ECLI:NL:RBZWB:2021:6043
Rechtbank Zeeland-West-Brabant
- Eerste aanleg - enkelvoudig
- Rechtspraak.nl
Niet-ontvankelijkheid van beroepschrift inzake fijnstoftoeslag motorrijtuigenbelasting
In deze zaak heeft de belanghebbende een beroepschrift ingediend tegen de uitspraak op bezwaar van de inspecteur van de Belastingdienst met betrekking tot de betaling van de fijnstoftoeslag motorrijtuigenbelasting. De uitspraak op bezwaar dateert van 22 februari 2021, en de wettelijke termijn voor het indienen van een beroepschrift eindigde op 6 april 2021. Het beroepschrift is echter pas op 11 april 2021 digitaal ingediend, wat betekent dat het niet tijdig is ingediend. De rechtbank benadrukt dat de wettelijke termijnen dwingend zijn en dat bij termijnoverschrijding een niet-ontvankelijkverklaring volgt, tenzij de termijnoverschrijding als 'verschoonbaar' kan worden aangemerkt.

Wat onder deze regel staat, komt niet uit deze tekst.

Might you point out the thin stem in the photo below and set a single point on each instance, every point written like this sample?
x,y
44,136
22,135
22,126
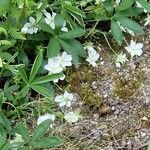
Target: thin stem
x,y
14,108
109,44
93,28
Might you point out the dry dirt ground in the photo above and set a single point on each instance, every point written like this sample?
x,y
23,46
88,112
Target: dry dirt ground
x,y
114,103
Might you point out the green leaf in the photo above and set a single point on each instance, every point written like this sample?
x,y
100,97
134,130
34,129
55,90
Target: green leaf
x,y
43,91
78,47
53,47
41,130
148,148
70,50
2,141
145,4
46,28
23,74
125,4
132,25
75,10
72,34
36,66
20,129
48,142
46,78
116,32
59,21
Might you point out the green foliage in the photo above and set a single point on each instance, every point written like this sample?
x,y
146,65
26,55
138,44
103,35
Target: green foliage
x,y
23,54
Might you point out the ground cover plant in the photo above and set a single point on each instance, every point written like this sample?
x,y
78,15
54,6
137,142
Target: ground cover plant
x,y
48,53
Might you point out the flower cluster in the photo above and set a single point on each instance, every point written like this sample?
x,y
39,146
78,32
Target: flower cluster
x,y
93,56
58,64
30,27
50,20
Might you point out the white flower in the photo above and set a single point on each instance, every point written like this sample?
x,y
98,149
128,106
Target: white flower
x,y
124,29
65,99
147,19
58,63
45,117
117,2
1,63
140,6
134,49
93,56
65,60
30,27
61,78
50,19
72,117
99,1
121,59
64,28
54,65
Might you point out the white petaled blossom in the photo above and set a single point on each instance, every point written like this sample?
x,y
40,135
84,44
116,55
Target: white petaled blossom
x,y
72,117
64,28
117,2
147,19
65,99
50,20
124,29
135,49
30,27
16,141
65,60
140,6
59,63
61,78
45,117
120,59
93,56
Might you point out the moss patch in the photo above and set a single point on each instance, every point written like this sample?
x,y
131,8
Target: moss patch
x,y
127,86
80,82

De belanghebbende voert aan dat hij door computerproblemen en de coronamaatregelen niet in staat was om tijdig te reageren. Hij stelt dat hij tijdens de lockdown zijn computer niet kon laten repareren en dat hij hinder ondervond bij het indienen van zijn beroepschrift. De rechtbank stelt vast dat de bewijslast bij de belanghebbende ligt en dat hij aannemelijk moet maken dat de termijnoverschrijding verschoonbaar is. De rechtbank oordeelt dat de belanghebbende niet heeft aangetoond dat hij redelijkerwijs niet in staat was om tijdig een beroepschrift in te dienen. De rechtbank heeft begrip voor de uitzonderlijke omstandigheden, maar concludeert dat de belanghebbende op andere manieren had kunnen proberen om zijn beroep tijdig in te dienen.
Uiteindelijk verklaart de rechtbank het beroep niet-ontvankelijk, omdat de belanghebbende niet heeft voldaan aan de vereisten voor tijdige indiening. Er wordt geen proceskostenveroordeling opgelegd. De uitspraak is gedaan door mr. S.A.J. Bastiaansen, rechter, en is openbaar gemaakt op 26 november 2021. Tegen deze uitspraak kan binnen zes weken verzet worden aangetekend.